Creation is a masterpiece of God’s hospitality to beings in the universe. Through Jesus Christ, God opened the door to enable us to enter into the life of the Triune immanence. The Economic Trinity is a supreme act of divine hospitality welcoming humanity in the world. Our hospitality in response to this gracious Triune hospitality is in fact for us to open the gateway to the glorification of humanity beyond sanctification. The Trinity embodied divinity into humanity and embraced humanity in divinity in and through the theanthropocosmic drama of Jesus Christ, which is the mystery of salvation. And it is in fact the ultimate foundation and source for hospitality. As a Christian mission is ultimately the mission of God (Missio Dei), hospitality is finally not a human, ecclesiastical, nor religious deed, but an infused reflection of God’s love in us. “God is already working in the lives of the people who come and in the lives of those who welcome them.” ) Doing hospitality does in fact signify embracing and embodying God’s hospitality, by participating in the magnificent, gracious cosmic drama of the Trinity. The living God becomes the dialogical and ontological partner of the human, which Barth called “God’s sovereign togetherness with man.” ) God’s deity, which already has “the character of humanity,” “includes”our humanity. 

New Paradigm of Theology: a Theology of Dao (Theo-dao)

The notions of Christian hospitality corrects the defective habit of Western Christian thinking since its contextualization with Greek thought substantialism, essentialism, and either-or dualism - both on a doctrinal, metaphysical level and on an ideological, societal level. The fundamental issue is not about essences at all. In fact, there is nothing like an unbreakable building block, but rather the natural sciences continue to prove that the structure of the universe is instead basically relational as in the relationship between protons and electrons. The foundation of the world does not consist in unchanging substantial essences, but in relationship. As we have seen already, humanity is particularly and by definition relational. The Christian notion of hospitality announces that relationship is more important than everything else. Thus Christian theology should be relational so as to embrace and embody the altruistic and salvific partnership of Jesus and the gracious hospitality of the Triune God.

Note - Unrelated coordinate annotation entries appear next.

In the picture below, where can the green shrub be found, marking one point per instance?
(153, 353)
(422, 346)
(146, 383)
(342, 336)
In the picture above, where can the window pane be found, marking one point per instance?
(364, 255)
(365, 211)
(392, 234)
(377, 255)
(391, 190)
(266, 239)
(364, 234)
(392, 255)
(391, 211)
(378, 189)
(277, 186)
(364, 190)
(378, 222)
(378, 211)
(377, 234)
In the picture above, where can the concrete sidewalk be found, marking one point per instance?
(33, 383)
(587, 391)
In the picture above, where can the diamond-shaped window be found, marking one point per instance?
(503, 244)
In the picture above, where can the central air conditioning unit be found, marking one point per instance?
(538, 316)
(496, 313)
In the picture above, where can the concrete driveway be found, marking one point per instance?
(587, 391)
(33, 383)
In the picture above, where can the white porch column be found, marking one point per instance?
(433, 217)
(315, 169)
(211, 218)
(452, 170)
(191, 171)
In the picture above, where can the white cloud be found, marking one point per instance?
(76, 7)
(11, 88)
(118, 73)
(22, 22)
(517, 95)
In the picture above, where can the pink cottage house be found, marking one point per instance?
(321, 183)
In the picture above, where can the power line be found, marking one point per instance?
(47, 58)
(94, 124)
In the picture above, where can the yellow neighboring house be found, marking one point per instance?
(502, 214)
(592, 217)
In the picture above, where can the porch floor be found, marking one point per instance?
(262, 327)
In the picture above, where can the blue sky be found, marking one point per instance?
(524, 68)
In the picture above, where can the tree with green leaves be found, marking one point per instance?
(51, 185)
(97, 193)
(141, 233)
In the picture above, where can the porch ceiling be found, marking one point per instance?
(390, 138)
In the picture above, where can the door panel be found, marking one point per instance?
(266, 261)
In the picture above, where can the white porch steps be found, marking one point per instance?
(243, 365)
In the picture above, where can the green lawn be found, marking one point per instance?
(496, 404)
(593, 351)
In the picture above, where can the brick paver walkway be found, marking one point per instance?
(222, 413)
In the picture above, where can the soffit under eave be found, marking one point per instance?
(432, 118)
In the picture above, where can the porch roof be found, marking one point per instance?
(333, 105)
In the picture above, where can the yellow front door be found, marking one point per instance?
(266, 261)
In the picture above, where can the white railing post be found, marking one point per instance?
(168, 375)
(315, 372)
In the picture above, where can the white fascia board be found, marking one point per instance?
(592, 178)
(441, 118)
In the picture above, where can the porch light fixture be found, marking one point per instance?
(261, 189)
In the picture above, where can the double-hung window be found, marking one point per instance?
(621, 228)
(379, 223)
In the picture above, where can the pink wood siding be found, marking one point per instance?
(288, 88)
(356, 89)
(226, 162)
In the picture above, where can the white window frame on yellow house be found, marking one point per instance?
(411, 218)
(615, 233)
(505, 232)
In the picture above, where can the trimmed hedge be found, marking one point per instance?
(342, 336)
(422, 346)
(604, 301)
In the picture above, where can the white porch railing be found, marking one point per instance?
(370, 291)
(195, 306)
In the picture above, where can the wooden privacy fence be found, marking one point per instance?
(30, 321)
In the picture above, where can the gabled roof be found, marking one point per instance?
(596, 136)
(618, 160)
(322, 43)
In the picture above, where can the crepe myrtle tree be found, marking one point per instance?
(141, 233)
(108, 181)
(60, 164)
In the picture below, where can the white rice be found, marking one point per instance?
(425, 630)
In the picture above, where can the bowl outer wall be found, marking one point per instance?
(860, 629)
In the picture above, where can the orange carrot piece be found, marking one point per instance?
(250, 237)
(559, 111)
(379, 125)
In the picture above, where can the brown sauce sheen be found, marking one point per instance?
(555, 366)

The Christian notion of hospitality, I may argue, endorses that a theology of the Dao (Way) is a more proper theological option than classical, dogmatic logos-theologies and modern, liberationist praxistheologies. ) For both logos-theologies and praxis-theologies are basically formulated on a substantialist/essentialist and on either-or (either the logos or the praxis) thinking. The former is more doctrinal, while the latter more ideological. In contrast, the tao by definition refers to the unity of knowing and acting and transcends the dualism of logos and praxis. In terms of the end part of First Corinthians 13, if faith is for the logos-theology (a faithseeking-understanding, focusing on orthodoxy, the right doctrine for the church) and if hope is for the praxis theology (a hope-seeking-practice on orthopraxis, the right action for the Kingdom of God), then love is for the dao theology (a love-seeking-dao, on orthotao, the right way of companionship). Certainly, hospitality is basically a matter to do with love rather than with faith and hope. “Our hospitality both reflects and participates in God’s hospitality. It depends on a disposition of love because, fundamentally, hospitality is simply love in action.” )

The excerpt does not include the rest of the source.